Alignment Learning Models
What it is
Alignment Learning Models is the working title for Dallas’s PhD dissertation at the University of Tulsa, advised by John Hale. The core idea: instead of inspecting an agent’s language outputs to decide whether it’s misaligned, inspect its behavioral trajectory — the sequence of actions it takes, encoded under a five-element ontology (Agents, Assets, Aims, Actions, Ambits).

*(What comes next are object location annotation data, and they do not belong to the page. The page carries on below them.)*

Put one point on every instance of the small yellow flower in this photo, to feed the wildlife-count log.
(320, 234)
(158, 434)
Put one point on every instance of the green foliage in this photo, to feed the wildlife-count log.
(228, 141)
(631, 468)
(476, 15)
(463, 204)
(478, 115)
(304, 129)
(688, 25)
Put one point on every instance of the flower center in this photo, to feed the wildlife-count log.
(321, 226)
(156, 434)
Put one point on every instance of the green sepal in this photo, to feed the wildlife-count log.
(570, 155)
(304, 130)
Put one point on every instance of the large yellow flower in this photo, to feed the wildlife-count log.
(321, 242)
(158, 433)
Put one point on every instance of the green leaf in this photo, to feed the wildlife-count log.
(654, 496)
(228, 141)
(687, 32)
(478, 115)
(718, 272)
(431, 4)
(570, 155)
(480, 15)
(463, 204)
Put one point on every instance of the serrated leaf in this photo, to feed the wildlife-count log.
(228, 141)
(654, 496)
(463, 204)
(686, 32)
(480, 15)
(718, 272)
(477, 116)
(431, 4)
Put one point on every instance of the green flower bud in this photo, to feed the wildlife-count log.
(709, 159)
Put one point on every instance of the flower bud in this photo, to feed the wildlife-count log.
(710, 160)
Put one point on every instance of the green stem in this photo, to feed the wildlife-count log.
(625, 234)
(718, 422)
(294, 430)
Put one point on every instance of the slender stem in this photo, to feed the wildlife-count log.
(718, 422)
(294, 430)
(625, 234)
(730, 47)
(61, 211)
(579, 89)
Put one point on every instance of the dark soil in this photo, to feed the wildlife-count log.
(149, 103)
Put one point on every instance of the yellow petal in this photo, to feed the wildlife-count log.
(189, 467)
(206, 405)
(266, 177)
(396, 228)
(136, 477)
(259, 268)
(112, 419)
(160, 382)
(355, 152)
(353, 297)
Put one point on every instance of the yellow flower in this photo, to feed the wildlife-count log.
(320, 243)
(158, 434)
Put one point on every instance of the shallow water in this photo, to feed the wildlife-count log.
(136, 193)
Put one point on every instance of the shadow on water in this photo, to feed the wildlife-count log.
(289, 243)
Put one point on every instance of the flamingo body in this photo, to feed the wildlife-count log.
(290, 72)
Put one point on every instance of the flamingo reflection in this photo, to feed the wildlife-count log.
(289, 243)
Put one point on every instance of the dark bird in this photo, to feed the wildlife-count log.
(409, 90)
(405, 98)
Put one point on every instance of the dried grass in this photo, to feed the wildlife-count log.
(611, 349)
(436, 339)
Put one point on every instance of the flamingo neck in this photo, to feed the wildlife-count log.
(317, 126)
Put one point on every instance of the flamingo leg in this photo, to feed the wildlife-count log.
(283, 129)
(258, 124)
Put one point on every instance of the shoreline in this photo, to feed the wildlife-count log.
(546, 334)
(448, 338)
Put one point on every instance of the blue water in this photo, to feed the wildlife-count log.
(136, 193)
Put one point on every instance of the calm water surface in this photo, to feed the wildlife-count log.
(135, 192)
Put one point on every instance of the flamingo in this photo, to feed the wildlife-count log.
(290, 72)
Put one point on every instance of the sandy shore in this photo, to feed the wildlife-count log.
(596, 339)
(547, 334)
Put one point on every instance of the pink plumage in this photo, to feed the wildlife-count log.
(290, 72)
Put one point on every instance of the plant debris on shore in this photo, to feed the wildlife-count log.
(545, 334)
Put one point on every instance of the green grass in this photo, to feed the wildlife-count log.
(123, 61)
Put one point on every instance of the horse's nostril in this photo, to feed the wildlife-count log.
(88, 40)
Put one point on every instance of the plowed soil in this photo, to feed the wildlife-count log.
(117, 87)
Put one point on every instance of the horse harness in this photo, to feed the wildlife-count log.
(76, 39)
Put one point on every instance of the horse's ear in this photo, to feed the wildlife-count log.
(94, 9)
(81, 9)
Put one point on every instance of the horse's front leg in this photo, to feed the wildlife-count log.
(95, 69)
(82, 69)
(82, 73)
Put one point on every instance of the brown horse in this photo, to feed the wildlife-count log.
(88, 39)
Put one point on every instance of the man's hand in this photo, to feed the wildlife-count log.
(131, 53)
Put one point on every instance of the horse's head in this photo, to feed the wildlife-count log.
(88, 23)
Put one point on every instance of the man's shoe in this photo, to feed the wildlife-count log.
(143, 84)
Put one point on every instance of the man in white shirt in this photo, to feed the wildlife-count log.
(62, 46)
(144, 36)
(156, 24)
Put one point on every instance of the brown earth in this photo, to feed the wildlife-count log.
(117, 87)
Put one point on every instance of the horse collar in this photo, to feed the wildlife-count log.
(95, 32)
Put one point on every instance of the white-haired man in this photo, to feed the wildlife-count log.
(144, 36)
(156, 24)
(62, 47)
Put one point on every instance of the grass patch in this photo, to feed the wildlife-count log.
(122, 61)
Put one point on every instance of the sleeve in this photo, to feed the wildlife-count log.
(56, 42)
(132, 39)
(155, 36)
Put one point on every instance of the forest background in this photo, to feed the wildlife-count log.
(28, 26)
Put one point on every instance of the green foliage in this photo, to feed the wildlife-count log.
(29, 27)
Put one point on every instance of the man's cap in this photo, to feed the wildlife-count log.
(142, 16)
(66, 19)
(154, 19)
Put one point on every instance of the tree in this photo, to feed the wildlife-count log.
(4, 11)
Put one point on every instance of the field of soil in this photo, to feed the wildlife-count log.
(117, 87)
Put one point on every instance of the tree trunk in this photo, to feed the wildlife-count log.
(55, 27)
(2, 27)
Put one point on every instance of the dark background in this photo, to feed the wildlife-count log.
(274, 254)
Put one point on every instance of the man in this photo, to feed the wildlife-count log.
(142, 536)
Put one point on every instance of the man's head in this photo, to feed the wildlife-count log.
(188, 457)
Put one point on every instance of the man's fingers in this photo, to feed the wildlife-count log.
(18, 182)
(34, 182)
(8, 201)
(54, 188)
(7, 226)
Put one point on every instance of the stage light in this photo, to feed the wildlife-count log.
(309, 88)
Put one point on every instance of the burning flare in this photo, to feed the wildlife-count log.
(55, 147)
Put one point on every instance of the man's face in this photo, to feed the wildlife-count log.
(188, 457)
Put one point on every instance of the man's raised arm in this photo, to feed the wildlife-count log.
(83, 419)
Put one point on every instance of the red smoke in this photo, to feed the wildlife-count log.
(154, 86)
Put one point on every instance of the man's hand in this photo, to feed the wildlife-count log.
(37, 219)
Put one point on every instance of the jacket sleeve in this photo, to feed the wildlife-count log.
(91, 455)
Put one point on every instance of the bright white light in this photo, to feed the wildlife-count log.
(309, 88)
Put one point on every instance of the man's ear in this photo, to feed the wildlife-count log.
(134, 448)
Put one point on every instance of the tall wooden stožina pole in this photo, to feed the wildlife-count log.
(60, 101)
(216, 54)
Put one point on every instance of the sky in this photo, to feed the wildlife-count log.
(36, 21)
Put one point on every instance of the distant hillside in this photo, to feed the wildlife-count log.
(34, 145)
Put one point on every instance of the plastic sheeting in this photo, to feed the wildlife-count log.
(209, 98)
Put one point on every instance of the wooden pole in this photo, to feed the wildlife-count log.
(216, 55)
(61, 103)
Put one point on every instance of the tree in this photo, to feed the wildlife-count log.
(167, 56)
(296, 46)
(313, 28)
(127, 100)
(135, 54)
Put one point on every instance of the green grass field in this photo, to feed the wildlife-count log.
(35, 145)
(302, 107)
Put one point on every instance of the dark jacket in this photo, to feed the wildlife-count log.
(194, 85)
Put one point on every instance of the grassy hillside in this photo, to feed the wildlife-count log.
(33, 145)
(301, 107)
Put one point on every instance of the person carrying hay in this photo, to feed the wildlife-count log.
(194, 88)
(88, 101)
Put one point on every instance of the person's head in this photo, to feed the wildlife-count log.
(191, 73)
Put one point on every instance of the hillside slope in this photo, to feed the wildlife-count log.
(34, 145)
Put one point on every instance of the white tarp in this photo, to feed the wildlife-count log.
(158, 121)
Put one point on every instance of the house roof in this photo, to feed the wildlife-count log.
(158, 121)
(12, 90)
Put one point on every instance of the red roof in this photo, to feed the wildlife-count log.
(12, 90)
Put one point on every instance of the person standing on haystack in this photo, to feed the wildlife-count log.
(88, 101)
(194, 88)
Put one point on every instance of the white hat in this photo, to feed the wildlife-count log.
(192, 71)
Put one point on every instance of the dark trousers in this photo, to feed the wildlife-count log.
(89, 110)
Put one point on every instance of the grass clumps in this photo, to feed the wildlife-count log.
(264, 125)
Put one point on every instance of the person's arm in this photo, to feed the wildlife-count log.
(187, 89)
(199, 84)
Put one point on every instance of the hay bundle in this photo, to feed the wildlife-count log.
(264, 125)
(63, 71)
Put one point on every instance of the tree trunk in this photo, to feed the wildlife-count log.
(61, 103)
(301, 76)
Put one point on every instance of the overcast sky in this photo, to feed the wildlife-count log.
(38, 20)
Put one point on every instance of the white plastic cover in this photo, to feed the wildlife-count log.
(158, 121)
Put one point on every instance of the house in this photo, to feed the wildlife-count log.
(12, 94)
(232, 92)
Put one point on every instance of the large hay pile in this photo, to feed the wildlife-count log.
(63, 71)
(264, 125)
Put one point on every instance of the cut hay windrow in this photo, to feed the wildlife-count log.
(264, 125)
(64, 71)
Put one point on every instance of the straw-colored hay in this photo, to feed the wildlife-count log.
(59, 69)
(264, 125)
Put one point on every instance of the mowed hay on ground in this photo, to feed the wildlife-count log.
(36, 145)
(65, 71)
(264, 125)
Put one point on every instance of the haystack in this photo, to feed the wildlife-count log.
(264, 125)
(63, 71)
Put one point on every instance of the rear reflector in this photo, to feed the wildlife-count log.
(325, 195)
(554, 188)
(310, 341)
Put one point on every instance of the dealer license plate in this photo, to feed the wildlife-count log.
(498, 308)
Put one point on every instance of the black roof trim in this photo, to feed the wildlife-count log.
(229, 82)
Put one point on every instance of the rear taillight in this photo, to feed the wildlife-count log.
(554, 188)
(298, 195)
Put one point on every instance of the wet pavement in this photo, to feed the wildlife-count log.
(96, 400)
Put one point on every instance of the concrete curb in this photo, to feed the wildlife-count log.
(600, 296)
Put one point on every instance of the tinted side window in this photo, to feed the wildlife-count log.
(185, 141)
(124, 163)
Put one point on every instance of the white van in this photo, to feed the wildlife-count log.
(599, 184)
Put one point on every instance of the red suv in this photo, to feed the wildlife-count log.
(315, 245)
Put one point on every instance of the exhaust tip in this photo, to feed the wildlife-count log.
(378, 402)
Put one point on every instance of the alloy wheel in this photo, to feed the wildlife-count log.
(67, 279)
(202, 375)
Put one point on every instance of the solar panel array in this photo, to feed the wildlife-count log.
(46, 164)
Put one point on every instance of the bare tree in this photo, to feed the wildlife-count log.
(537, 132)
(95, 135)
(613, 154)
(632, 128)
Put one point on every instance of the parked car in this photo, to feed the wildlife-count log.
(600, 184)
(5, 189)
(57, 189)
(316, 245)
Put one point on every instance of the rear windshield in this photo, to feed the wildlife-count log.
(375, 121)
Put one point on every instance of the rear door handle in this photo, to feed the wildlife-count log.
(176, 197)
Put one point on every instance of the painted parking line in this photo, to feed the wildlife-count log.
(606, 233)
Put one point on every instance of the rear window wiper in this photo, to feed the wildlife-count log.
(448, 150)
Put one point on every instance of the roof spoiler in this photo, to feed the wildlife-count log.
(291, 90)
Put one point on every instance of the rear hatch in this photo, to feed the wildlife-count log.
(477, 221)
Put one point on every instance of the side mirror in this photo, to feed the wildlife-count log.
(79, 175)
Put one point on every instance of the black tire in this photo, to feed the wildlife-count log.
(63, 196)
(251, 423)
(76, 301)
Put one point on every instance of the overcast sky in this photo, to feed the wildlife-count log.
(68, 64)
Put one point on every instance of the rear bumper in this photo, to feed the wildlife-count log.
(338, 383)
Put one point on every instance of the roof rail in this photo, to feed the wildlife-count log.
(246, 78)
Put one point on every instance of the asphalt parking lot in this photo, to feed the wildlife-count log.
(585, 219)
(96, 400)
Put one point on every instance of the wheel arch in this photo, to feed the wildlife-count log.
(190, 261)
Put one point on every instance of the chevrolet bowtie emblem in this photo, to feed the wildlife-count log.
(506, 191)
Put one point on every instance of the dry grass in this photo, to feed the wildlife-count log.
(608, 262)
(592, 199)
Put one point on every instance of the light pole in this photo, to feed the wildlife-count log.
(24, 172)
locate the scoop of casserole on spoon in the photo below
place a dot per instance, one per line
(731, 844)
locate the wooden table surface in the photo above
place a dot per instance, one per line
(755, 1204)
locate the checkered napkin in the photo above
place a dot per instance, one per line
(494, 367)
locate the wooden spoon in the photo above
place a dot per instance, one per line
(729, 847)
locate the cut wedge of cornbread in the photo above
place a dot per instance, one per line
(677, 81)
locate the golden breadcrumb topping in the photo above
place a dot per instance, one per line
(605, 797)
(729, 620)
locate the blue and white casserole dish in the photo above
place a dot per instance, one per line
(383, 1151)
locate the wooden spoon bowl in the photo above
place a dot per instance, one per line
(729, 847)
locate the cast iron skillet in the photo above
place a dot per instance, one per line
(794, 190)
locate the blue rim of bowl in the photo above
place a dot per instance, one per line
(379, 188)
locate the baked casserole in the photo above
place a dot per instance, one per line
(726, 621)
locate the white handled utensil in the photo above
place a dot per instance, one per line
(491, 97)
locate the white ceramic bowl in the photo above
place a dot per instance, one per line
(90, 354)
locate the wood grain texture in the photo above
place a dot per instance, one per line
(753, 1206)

The framework extends Decision Transformers to train structured-trajectory models that can detect covert objectives: prompt injection, jailbreak-induced policy drift, and fine-tuned hidden goals. Three empirical case studies ground the approach — Anthropic misuse detection, OpenClaw agent security, and the StrongDM software factory pipeline. Each case independently arrived at a hybrid deterministic-tool + LLM-judge architecture; the dissertation formalizes the security properties of that combined approach.
Contributions include a per-ambit alignment gap metric (stated vs. revealed reward functions via inverse reinforcement learning), latent ambit discovery for inferring covert objective content from behavioral data, and empirical comparison against language-level baselines (LLM-as-judge, prompt scanning).
Status
Dissertation proposal in progress; expected defense December 2026. Committee: Tyler Moore, Brett McKinney, Roger Wainwright.